Artist Leonor Antunes was born in Lisbon in 1972. Currently, she lives and works in Berlin. Antunes mainly creates site-specific sculptural installations strongly influenced by the modernist style, with references to geometric shapes, specific structures and models created by architects and designers of the 20th century. She often starts from an artist who contributed to the affirmation of modernism internationally, particularly choosing female figures whose practices were artistically, socially or politically radical. From this perspective, the artist’s work can also be read as an archive of references to modernist female artists who, although they often facilitated the evolution of the style, remained outside the canonical narratives of art history.

The way Leonor Antunes approaches a theme is almost always dependent on the space where the installation will be displayed. Her works are a response to the context and are in permanent relationship with the space they occupy even temporarily. The Homemaker and Her Domain, the installation shown at the Maria Theresia Bastion under the Chronic Desire exhibition, starts from the work of two female artists who contributed to the cultural exchanges between Europe and Japan in the last century: Michiko Yamawaki, who attended the Bauhaus art school in Dessau between 1930 and 1932, and Charlotte Perriand, who worked for a time in Le Corbusier’s studio and lived in Japan briefly on two occasions, between 1940 and 1942 and between 1953 and 1955. Antunes sees sculpture as a collaborative practice. She borrows the formal and technical characteristics of design works created by the two artists, and using her own aesthetics, she translates and transposes them into new installations.

When Michiko Yamawaki (1910-2000) enrolled at the Bauhaus, out of a total of 170 students, only 50 were women. After the preliminary courses, she chose to study in the weaving studio, where she drew a parallel between the modernist philosophy promoted at the Bauhaus and the Japanese tea culture, both focusing on simplicity, functionality and materiality. Upon returning to Japan, Yamawaki became a successful textile and fashion designer.
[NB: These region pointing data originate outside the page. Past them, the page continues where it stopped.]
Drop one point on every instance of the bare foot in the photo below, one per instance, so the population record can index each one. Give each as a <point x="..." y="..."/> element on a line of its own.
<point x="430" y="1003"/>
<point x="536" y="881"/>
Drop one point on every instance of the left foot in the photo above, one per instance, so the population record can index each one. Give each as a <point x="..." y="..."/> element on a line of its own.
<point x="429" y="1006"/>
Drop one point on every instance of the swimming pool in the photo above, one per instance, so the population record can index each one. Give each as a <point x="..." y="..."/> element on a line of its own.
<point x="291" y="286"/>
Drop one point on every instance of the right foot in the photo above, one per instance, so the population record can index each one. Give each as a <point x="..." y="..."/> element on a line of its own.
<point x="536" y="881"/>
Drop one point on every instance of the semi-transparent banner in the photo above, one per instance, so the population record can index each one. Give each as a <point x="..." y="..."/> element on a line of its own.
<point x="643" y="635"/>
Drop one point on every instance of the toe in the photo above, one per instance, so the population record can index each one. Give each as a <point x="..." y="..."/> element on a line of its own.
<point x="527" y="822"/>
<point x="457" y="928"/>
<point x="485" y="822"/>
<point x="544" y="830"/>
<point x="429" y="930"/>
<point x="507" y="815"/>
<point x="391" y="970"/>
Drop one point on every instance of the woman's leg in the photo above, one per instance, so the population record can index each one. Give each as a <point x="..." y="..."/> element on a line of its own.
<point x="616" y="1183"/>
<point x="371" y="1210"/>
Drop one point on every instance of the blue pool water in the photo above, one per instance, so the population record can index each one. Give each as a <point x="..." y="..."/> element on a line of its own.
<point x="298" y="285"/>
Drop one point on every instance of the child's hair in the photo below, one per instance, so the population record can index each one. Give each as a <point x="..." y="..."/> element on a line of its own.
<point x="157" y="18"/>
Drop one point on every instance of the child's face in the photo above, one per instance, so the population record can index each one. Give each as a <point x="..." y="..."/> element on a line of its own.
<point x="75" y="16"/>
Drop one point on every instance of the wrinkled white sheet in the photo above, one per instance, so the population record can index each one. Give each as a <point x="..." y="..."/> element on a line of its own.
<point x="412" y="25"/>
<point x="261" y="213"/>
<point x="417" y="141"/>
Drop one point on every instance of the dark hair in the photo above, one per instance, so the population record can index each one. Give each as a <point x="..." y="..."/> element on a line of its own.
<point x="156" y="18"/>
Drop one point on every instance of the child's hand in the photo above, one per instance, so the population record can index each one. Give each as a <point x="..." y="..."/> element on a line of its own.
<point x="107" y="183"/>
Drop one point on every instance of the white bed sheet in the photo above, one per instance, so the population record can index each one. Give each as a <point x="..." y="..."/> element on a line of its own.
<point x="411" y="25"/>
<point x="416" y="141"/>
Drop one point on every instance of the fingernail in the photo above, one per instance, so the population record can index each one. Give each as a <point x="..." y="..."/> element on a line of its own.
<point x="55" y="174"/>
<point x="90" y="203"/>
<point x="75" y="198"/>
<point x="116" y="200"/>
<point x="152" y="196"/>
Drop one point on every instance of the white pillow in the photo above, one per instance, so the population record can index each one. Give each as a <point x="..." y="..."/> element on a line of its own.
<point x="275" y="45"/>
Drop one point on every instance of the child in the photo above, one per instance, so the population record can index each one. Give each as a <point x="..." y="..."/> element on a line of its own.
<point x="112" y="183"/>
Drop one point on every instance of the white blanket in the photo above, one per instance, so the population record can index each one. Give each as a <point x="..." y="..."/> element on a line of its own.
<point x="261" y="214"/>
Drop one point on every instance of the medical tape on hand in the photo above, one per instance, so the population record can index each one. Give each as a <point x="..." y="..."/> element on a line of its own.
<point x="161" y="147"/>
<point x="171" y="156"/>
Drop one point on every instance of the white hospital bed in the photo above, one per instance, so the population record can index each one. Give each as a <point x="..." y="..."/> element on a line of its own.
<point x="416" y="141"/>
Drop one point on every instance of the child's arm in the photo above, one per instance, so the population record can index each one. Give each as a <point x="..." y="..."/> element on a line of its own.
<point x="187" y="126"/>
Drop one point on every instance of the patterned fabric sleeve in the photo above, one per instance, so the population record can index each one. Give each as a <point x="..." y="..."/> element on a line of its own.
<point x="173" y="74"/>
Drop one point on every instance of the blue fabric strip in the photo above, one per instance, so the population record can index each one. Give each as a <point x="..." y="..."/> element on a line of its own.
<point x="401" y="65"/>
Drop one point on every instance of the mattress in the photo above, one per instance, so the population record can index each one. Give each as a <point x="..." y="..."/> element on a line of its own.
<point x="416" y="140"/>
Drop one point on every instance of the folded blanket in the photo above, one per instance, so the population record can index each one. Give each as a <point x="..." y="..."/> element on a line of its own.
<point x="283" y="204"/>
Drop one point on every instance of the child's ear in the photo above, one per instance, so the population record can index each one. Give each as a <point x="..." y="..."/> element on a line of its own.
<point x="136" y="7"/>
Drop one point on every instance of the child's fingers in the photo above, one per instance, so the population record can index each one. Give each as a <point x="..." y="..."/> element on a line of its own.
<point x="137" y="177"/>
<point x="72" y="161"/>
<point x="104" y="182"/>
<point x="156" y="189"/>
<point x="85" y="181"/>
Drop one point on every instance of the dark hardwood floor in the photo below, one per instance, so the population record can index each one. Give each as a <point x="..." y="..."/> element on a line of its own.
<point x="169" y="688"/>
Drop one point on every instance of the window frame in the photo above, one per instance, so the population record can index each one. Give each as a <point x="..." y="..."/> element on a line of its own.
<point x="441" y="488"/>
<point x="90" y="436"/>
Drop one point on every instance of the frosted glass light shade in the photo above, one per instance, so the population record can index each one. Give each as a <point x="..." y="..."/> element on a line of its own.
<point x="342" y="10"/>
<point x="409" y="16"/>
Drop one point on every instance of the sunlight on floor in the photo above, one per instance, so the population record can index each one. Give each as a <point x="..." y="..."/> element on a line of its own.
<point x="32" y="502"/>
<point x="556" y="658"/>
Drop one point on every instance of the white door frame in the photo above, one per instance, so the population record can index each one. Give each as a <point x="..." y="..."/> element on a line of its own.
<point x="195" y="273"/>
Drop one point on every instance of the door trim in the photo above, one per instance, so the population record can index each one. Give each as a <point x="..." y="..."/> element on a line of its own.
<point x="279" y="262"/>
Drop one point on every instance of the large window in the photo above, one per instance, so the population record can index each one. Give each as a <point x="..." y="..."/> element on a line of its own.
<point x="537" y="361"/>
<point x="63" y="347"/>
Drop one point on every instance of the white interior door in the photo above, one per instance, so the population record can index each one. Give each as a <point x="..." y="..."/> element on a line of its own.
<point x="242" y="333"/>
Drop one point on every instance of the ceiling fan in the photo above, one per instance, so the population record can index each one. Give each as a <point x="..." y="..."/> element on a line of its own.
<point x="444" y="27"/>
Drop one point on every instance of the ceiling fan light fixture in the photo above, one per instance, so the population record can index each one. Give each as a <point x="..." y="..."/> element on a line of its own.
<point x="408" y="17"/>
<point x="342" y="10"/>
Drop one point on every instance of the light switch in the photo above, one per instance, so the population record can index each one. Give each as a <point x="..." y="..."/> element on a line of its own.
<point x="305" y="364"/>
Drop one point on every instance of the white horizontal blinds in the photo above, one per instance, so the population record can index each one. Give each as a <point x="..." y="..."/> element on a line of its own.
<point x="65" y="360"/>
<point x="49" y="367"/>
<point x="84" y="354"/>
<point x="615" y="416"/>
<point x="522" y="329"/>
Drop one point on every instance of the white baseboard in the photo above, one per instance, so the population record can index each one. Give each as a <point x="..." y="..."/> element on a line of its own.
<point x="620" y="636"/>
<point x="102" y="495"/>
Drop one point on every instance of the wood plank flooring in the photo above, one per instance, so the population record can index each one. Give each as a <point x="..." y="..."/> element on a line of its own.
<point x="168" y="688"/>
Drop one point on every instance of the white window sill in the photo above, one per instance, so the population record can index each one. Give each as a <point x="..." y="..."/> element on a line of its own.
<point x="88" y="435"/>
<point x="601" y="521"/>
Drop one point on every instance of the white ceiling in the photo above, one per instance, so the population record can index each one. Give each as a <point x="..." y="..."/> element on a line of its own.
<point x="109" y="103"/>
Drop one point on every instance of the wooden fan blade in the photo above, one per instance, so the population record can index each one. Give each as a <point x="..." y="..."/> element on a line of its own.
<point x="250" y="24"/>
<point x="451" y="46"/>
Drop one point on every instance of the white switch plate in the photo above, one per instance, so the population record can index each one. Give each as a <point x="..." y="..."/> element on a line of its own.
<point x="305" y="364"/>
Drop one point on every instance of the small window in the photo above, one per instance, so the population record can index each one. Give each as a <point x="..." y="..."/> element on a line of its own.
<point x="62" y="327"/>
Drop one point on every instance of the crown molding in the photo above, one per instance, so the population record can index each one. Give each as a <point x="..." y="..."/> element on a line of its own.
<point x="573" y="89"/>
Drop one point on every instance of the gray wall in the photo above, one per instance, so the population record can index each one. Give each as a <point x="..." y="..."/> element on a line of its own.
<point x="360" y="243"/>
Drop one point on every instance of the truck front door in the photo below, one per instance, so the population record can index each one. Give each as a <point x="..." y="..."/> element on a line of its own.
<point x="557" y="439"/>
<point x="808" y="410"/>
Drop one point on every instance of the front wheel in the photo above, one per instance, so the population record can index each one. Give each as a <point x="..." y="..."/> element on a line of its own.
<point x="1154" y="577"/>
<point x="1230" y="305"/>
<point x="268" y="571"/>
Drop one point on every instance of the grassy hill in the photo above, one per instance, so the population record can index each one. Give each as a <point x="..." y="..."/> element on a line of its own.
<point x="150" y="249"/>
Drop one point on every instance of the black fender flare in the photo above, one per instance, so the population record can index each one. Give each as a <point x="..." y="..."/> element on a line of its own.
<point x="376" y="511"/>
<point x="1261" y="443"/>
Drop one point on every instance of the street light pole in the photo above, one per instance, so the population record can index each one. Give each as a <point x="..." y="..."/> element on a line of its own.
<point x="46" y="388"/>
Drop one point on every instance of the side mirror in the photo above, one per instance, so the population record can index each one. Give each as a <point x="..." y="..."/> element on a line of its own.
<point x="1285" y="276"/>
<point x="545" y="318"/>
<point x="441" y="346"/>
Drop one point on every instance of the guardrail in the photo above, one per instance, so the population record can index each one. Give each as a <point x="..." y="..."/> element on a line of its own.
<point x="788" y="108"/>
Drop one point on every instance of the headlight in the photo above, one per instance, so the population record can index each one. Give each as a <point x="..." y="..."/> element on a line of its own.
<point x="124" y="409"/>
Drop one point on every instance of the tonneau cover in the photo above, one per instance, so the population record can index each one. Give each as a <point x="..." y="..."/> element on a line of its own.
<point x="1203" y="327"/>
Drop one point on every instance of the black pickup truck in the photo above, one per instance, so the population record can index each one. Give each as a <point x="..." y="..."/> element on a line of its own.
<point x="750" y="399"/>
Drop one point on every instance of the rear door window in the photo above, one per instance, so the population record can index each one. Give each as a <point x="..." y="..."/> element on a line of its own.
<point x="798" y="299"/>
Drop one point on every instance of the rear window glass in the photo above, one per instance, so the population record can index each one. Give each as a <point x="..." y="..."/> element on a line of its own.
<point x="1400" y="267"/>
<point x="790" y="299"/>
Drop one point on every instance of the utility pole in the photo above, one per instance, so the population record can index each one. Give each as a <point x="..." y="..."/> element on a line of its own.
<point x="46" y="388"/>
The first reference to Charlotte Perriand (1903-1999) is visible in the title of Antunes’ installation. It was borrowed from a text written by the French architect in 1936, La ménagère et son foyer. Conseils pratiques sur l’équipement du logis (The Homemaker and Her Domain. Practical Advice for Home Furnishing). Perriand studied furniture design and worked with Le Corbusier on some of his best-known items of furniture. She is often called a feminist and activist, protesting against pollution, inequality in wages or long queues for bread. In 1940, she was officially invited to Japan to help the state “import modernism”, adapting the international design style to traditional organic materials such as bamboo or rattan.

The Homemaker and Her Domain consists of sculptural pieces made of ceramic, wood and brass. Their design centres around Japanese minimalism, with a tatami-like floorwork that includes modular geometric elements. Another work in the installation, 2 Willow Road, appears as a screen that divides the exhibition space, guiding the visitors, and can also be considered as a reference to one of Perriand’s most famous objects, the Nuage Bookcase, but built vertically. Antunes’ practice involves measuring design objects from which she draws her inspiration, using the results as units of measurement that she later translates into her own sculptural pieces. Starting from her research of the life and work of Yamawaki and Perriand, who designed objects, furniture or textiles that were meant to make a home more beautiful, but also to be functional, Antunes’ installation recomposes and gives a new meaning to the domain of the homemaker, who is traditionally a woman.